Federal court strikes down several redistricting plans for Michigan

Posted April 25, 2019 6:07 p.m. EDT

— A panel of federal judges in Michigan on Thursday struck down 27 congressional and state districts as unconstitutional partisan gerrymander, in a challenge brought by the League of Women Voters of Michigan and several individual voters.

The court held the plans violated the plaintiff's 14th Amendment equal protection rights and the First Amendment. The suit was brought against Jocelyn Benson, the Democratic Michigan secretary of state.
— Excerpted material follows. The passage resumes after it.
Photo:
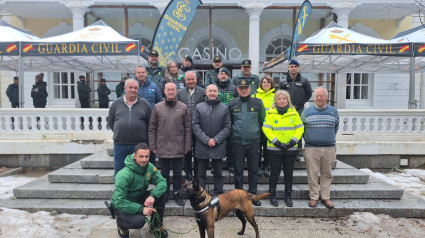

"Today, this Court joins the growing chorus of federal courts that have, in recent years, held that partisan gerrymandering is unconstitutional," the panel of three judges held. They added that federal courts "must not abdicate their responsibility to protect American voters from this unconstitutional and pernicious practice that undermines our democracy."

The Supreme Court is considering two other partisan gerrymander cases out of North Carolina and Maryland.

Election law expert Rick Hasen, of the University of California Irvine, said on a blog post that it "seems likely" that the Michigan opinion could be stayed pending the outcome of the Supreme Court cases.

He said that the Michigan court based its ruling both on an equal protection and First Amendment theory, "the two main theories the Supreme Court is considering in the pending partisan gerrymandering cases out of North Carolina and Maryland."

The redistricting plans in Michigan affected by the ruling include those for nine congressional districts, seven state Senate districts, and 11 state House districts.

"The Court concludes that the Enacted Plan was designed with the predominant purpose of advantaging Republicans and discriminating against Democrats," the judges wrote. "The Court further finds that the Enacted Plan achieved its intended effects because it discriminated against Democratic voters in numerous elections across multiple election cycles. Therefore, the Enacted Plan constitutes a durable partisan gerrymander."

This is a breaking story and will be updated.